My stomach plummeted. “More… more of them?”

“They will come looking for these two,” he said, motioning towards the dead men on the street. “We need to leave. Now.”

I swallowed hard and nodded, unable to form the words. He turned, his grip tightening around my waist. Not painfully, but firmly, grounding me and tethering me to him as he guided me back toward the SUV waiting near the bend.

“Avgust,” I whispered as he opened the passenger door for me, my voice still trembling. “I didn’t know… I didn’t know they were still looking.”

“People like them never stop.”

“Are you not mad at me?”

“We will talk after getting home.”

My stomach dropped.

“Are you taking me back to the house?”

“Yes.”

I closed my eyes.

A part of me wanted to scream to be let go but another part of me sighed in relief at his agreement. I had not realized exactly when that place had started to feel like home.

Chapter 6 - Avgust

The drive back felt too long. Too exposed. Too quiet.

Ilana didn’t say a single word the entire way, and neither did I. She sat curled against the door, knuckles white around the seatbelt, shoulders trembling every few breaths as if her body hadn’t yet caught up to the fact that the danger was gone.

Temporarily gone.

I kept one eye on the road as Mikhail drove us back, waiting for headlights that never appeared. Still, it wasn’t enough to ease the coil of tension across my shoulders. I wanted her inside. Behind walls. Behind locks. Safe. Within reach.

Completely out of danger.

By the time we pulled through the gates and the guards let us inside the estate, my jaw hurt from how tightly I’d been clenching it.

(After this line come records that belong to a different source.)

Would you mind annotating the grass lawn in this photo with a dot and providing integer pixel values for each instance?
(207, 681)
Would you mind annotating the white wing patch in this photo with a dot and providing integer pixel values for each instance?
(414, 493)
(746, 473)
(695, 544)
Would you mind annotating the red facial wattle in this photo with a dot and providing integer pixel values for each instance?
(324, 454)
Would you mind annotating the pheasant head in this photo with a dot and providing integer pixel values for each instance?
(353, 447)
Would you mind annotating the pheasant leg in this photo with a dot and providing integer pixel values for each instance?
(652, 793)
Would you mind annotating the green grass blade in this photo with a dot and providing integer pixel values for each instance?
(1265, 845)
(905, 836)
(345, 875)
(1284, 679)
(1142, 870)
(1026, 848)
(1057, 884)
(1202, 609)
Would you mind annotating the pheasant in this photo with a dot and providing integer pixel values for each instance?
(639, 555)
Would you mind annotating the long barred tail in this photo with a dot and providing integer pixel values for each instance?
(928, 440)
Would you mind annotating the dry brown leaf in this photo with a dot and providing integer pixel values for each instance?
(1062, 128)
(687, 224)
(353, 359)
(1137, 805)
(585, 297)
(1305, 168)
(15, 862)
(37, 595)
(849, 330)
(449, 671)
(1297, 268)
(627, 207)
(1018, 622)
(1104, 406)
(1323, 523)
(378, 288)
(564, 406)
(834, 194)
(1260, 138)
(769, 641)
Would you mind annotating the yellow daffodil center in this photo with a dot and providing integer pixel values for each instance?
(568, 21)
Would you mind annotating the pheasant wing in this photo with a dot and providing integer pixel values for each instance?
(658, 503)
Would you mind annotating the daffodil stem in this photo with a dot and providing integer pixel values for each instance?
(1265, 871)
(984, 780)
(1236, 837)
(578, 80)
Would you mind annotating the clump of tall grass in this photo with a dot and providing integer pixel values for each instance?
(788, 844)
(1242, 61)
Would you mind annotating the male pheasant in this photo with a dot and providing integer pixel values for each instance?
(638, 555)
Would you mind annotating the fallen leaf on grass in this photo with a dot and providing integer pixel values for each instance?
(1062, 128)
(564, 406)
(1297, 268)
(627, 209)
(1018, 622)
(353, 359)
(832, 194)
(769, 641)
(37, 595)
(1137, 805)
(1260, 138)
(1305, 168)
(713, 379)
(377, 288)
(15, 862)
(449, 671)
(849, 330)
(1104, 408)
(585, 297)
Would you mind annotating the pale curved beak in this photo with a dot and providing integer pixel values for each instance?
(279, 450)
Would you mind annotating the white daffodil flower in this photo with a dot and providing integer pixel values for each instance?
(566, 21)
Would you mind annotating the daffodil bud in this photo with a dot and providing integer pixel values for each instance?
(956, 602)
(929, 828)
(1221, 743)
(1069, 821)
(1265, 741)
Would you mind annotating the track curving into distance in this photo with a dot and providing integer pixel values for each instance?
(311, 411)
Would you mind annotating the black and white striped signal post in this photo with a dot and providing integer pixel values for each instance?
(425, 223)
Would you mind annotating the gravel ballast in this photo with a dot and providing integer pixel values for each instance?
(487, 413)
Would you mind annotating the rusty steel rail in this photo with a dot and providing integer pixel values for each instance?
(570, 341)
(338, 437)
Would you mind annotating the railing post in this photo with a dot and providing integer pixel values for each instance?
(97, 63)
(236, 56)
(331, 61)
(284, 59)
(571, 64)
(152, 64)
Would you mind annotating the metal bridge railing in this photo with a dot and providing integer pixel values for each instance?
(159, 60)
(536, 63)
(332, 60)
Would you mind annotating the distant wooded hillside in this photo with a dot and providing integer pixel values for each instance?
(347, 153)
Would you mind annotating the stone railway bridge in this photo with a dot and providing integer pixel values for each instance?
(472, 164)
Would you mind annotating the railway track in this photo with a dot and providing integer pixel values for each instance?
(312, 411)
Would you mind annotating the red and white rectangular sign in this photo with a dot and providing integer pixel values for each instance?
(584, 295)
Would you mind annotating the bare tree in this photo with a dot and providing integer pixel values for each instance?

The SUV rolled to a stop right in front of the gates as rain slid down the windshield, blurring the world outside. For a moment, neither of us moved.

Then Ilana exhaled.

The sound was so small, so fragile, that it made something sharp twist inside my chest.

I stepped out first, opened her door, and waited for her to move. She didn’t. Not until I reached in and offered a hand, I didn’t think she’d take.

But she did.

Her cold, damp, and trembling fingers slipped easily into mine, and I felt the same jolt I had felt the night of the auction. That inexplicable recognition that overtook me whenever shewas close. That tug across my ribs. That urge to shield her from every single threat before she even realized they existed.

“This way,” I murmured, even though she already knew her way inside the house.

Despite that, she followed without argument, steps shorter than usual as she breathed unevenly. I didn’t release her hand until we were inside the foyer, the doors shutting behind us with a heavy thud that echoed loudly through the hall.

Safe.

For now.

The second the lock clicked, I turned to her.